Çocukların aşılamasıyla ilgili yürütülen çalışmaları da aktaran Ünal şöyle konuştu:
“Dünyada 12 yaşa kadar çalışmalar yapıldı. BioNTech’in 12 yaşından itibaren inançlı ve tesirli olduğuna dair yayımlanmış üçüncü faz çalışmaları var. Sinovac aşısının 3 yaştan 18 yaşa kadar inançlı ve tesirli olduğunu gösteren ikinci faz çalışmaları bitti.
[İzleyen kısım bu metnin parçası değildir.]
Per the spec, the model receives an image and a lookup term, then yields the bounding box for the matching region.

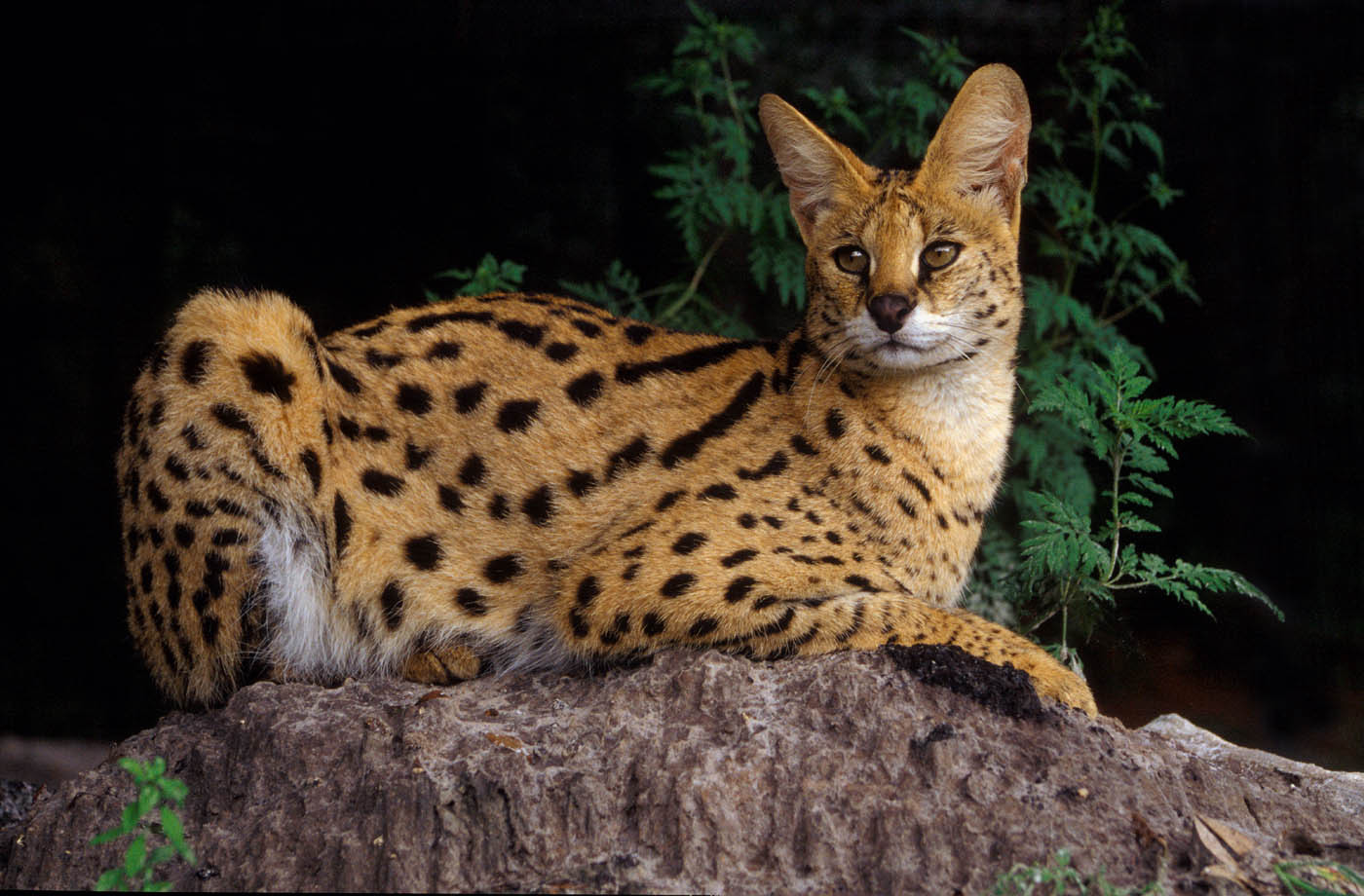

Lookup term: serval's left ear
[758,93,874,245]
[920,64,1033,240]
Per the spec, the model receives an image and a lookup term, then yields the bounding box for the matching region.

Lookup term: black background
[0,0,1364,767]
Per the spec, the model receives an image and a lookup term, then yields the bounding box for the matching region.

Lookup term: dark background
[0,0,1364,769]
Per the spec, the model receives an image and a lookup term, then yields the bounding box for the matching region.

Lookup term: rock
[0,650,1364,893]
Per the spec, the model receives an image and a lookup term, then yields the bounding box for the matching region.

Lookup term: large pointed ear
[920,64,1033,240]
[758,93,874,245]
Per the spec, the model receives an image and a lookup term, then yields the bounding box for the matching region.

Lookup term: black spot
[199,613,218,648]
[454,381,488,413]
[843,576,881,593]
[498,398,540,432]
[351,320,389,340]
[180,340,212,386]
[204,551,232,600]
[147,479,170,513]
[327,357,360,395]
[406,442,436,469]
[299,447,322,495]
[360,467,403,498]
[521,486,553,527]
[454,588,488,616]
[900,469,942,504]
[659,573,696,597]
[824,408,847,439]
[212,498,251,518]
[577,576,601,607]
[625,323,655,345]
[402,535,444,570]
[724,576,758,604]
[688,616,720,638]
[331,493,351,556]
[862,444,890,464]
[615,342,757,385]
[210,405,258,437]
[483,554,525,585]
[772,340,811,394]
[606,435,649,481]
[545,342,579,364]
[379,582,406,631]
[563,371,606,408]
[720,548,758,569]
[238,352,297,403]
[672,532,706,554]
[569,469,596,498]
[426,340,460,361]
[737,452,791,480]
[654,490,686,513]
[498,320,545,348]
[660,371,764,469]
[364,349,403,369]
[460,454,488,486]
[212,529,246,547]
[398,383,431,417]
[436,486,464,513]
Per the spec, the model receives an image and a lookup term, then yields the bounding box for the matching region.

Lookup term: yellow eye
[833,245,872,274]
[920,243,962,270]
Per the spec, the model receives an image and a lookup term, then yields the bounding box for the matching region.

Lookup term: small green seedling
[989,849,1163,896]
[90,756,198,892]
[1274,861,1364,896]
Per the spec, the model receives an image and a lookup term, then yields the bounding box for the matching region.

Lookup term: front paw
[1024,656,1098,719]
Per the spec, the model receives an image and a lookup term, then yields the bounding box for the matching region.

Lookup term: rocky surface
[0,651,1364,893]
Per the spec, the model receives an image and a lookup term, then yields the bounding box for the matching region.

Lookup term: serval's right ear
[758,93,876,245]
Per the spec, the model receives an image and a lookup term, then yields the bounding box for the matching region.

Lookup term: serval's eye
[833,245,872,274]
[920,243,962,270]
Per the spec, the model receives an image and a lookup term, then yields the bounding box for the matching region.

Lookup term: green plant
[426,252,525,301]
[1274,861,1364,896]
[989,849,1162,896]
[90,756,198,892]
[431,1,1278,668]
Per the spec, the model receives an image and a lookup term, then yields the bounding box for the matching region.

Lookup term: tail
[117,290,333,704]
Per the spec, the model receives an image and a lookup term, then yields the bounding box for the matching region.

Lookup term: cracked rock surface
[0,651,1364,893]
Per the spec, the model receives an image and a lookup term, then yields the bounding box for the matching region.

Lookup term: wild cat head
[760,65,1031,375]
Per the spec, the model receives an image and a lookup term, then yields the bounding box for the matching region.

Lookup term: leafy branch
[90,756,198,892]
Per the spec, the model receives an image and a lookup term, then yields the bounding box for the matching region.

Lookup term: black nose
[867,292,914,333]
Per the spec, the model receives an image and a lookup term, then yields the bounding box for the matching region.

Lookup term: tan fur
[119,65,1094,713]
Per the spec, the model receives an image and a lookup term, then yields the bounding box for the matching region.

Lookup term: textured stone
[0,652,1364,893]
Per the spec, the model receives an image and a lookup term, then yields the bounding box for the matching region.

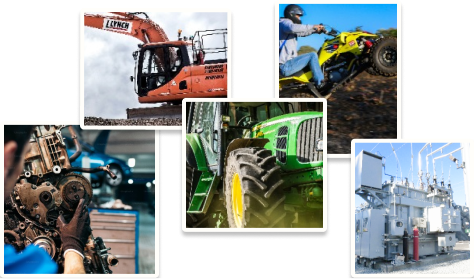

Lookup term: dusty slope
[327,73,401,154]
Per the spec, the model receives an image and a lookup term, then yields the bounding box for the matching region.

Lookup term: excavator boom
[84,12,168,43]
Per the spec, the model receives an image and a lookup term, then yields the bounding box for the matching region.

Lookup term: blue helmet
[284,4,304,24]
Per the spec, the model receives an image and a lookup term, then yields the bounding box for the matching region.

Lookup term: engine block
[4,125,118,274]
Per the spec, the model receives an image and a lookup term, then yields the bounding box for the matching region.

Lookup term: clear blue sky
[279,3,397,50]
[353,140,468,210]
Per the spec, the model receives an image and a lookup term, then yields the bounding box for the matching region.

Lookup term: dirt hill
[327,73,401,154]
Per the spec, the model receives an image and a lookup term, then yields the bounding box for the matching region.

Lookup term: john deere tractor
[186,102,325,228]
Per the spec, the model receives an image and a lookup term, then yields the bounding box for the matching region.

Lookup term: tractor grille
[275,126,288,163]
[296,117,323,163]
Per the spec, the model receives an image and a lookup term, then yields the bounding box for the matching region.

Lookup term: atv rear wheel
[370,37,397,77]
[224,147,286,228]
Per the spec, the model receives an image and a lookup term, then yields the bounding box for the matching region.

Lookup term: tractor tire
[370,37,397,77]
[224,147,288,228]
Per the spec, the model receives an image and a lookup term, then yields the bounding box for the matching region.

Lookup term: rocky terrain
[84,117,182,126]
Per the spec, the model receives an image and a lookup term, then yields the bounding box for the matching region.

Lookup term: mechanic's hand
[313,24,325,34]
[56,199,92,253]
Varyantların artmasıyla hastalık çocuklar ortasında da yayılmaya başladı. ABD başta olmak üzere çocuk hadiselerinde artış oldu. Bizde de bir ölçü kıpırdanma var. O nedenle 12-16 yaş ortası altta önemli hastalığı olanlar ve 16 yaş üstü herkesin aşılanması değerli.”
“Yılbaşıyla birlikte bir ay içinde bu işi denetim altına alabilme umudumuz var”
Ünal, tam olarak olağan hayata geçebilmek için hadiselerin 100 binde 3-5’lerin altına inmesi gerektiğini belirterek bunun için maske, ara ve el hijyeni kurallarından taviz verilmemesi, kalabalık ortamlardan kaçınılması, kapalı yerlerin havalandırılması, toplu alanlara HES koduyla giriş yapılması üzere kurallara uyulması ve aşının yaygınlaştırılması gerektiğini söyledi.
Salgın bittikten sonra da bir müddet maske takmak zorunda kalınabileceğini belirten Ünal kelamlarını şöyle tamamladı:
“Dünya aşılanmayı biraz daha hızlandırabilirse, önlemler devam ederse, yılbaşıyla birlikte bir ay içinde bu işi denetim altına alabilme umudumuz var. Lakin bunun koşulu kurallara çok yeterli uymak ve dünyada aşılamayı yaygın olarak yapabilmek. Yoksa Delta’nın ötesinde çıkacak bir varyant, daha süratli bulaşacak, daha tesirli olacak, aşıdan daha fazla kaçacak, aşıların koruyuculuğu kabul edilemez seviyeye inecek.”